User:The Anome/NRIS kml extractor

#Copyright (c) 2011 The Anome
#
#Permission is hereby granted, free of charge, to any person obtaining a copy
#of this software and associated documentation files (the "Software"), to deal
#in the Software without restriction, including without limitation the rights
#to use, copy, modify, merge, publish, distribute, sublicense, and/or sell
#copies of the Software, and to permit persons to whom the Software is
#furnished to do so, subject to the following conditions:
#
#The above copyright notice and this permission notice shall be included in
#all copies or substantial portions of the Software.
#
#THE SOFTWARE IS PROVIDED "AS IS", WITHOUT WARRANTY OF ANY KIND, EXPRESS OR
#IMPLIED, INCLUDING BUT NOT LIMITED TO THE WARRANTIES OF MERCHANTABILITY,
#FITNESS FOR A PARTICULAR PURPOSE AND NONINFRINGEMENT. IN NO EVENT SHALL THE
#AUTHORS OR COPYRIGHT HOLDERS BE LIABLE FOR ANY CLAIM, DAMAGES OR OTHER
#LIABILITY, WHETHER IN AN ACTION OF CONTRACT, TORT OR OTHERWISE, ARISING FROM,
#OUT OF OR IN CONNECTION WITH THE SOFTWARE OR THE USE OR OTHER DEALINGS IN
#THE SOFTWARE.

import string, re

placemarks = re.findall(r"(?ms)<Placemark>.*?</Placemark>", open("doc.kml").read())

cdata_re = r"""(?ms)<!\[CDATA\[<b>Historic Place Name: </b>(.*?)<br /><b>Address: </b>(.*?)<br /><b>City: </b>(.*?)<br /><b>County: </b>(.*?)<br /><b>State: </b>(.*?)<br /><br /><u>Geographic Coordinates:</u><br /><b>Latitude: </b>(.*?)<br /><b>Longitude: </b>(.*?)<br /><br /><b>NPS Reference Number: </b>(.*?)<br /><b>Date Listed: </b>(.*?)<br /><b>Notes: </b>(.*?)<br /><b>Type: </b>(.*?)<br /><b>Geocode Match: </b>(.*?)<br /><br /><p align="center">A Service of:<br /><a href="http://www\.cr\.nps\.gov/nr/">National Register of Historic Places</a> <br /><a href="http://www\.nps\.gov/">National Park Service</a></p>\]\]>"""
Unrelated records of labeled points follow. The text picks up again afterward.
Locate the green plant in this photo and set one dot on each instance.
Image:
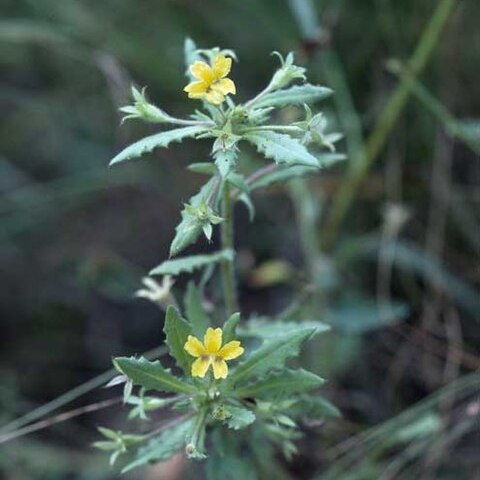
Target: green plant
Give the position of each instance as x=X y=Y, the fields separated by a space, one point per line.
x=261 y=395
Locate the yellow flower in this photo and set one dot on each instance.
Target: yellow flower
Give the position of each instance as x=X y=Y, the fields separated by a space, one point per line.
x=211 y=352
x=212 y=84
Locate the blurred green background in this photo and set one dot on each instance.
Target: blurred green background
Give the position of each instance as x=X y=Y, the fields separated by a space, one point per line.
x=399 y=275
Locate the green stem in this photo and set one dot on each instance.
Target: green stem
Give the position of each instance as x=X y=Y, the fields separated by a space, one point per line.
x=385 y=123
x=228 y=274
x=194 y=447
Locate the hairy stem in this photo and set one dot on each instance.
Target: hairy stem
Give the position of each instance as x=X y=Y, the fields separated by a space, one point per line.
x=228 y=274
x=385 y=123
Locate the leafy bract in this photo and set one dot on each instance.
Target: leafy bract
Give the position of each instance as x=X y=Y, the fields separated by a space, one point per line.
x=162 y=447
x=272 y=354
x=191 y=263
x=177 y=330
x=296 y=95
x=195 y=312
x=281 y=148
x=151 y=375
x=162 y=139
x=240 y=417
x=281 y=384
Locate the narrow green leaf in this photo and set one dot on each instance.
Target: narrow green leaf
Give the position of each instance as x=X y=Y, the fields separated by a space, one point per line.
x=360 y=316
x=162 y=139
x=151 y=375
x=163 y=446
x=191 y=263
x=282 y=175
x=247 y=201
x=195 y=312
x=296 y=95
x=281 y=148
x=282 y=385
x=230 y=328
x=263 y=328
x=272 y=354
x=177 y=330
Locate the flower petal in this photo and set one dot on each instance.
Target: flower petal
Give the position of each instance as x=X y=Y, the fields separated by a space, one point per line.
x=214 y=97
x=200 y=366
x=213 y=340
x=224 y=86
x=196 y=88
x=220 y=368
x=221 y=66
x=231 y=350
x=202 y=71
x=194 y=347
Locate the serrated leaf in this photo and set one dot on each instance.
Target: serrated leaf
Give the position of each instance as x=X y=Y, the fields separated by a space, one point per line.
x=263 y=328
x=282 y=384
x=225 y=159
x=176 y=331
x=189 y=229
x=162 y=447
x=191 y=263
x=205 y=168
x=296 y=95
x=272 y=354
x=162 y=139
x=240 y=418
x=281 y=148
x=152 y=375
x=195 y=312
x=230 y=328
x=282 y=175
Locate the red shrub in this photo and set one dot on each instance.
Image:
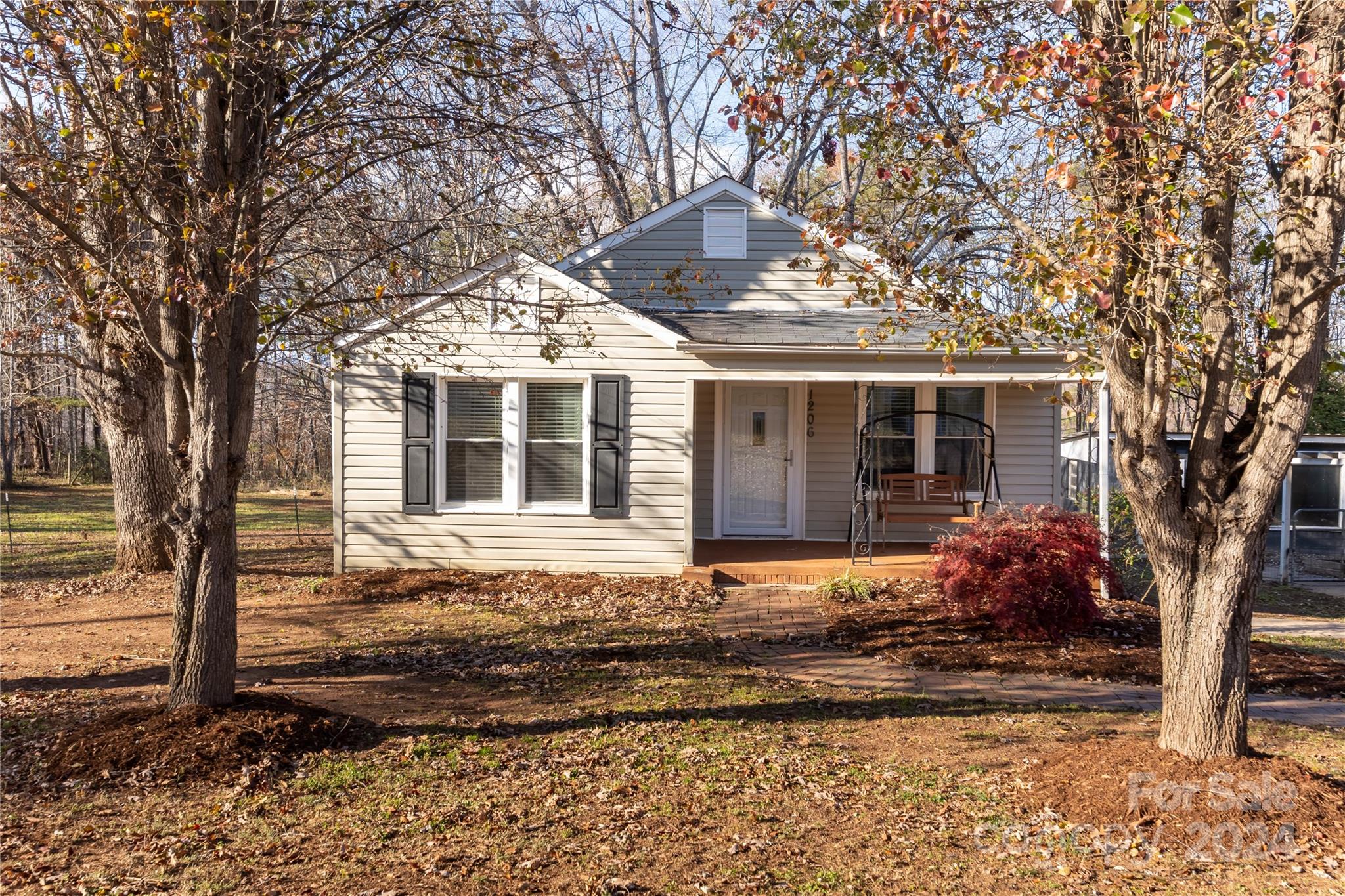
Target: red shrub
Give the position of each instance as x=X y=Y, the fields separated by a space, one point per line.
x=1029 y=570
for placemark in placemarks:
    fields = re.findall(r"(?ms)^.*?<name>(.*?)</name>.*?<description>(.*?)</description>.*?<coordinates>(.*?),(.*?),(.*?)</coordinates>.*?$", placemark)
    try:
       name, description, lon, lat, etc = fields[0]
       description = string.join(string.split(description))
       cdata = re.findall(cdata_re, description)
       print string.join([repr(string.strip(x)) for x in  ["OK", name, lat, lon] + list(cdata[0])], ", ")
    except:
       print string.join([repr(string.strip(x)) for x in  ["ERROR", name, lat, lon]], ", ")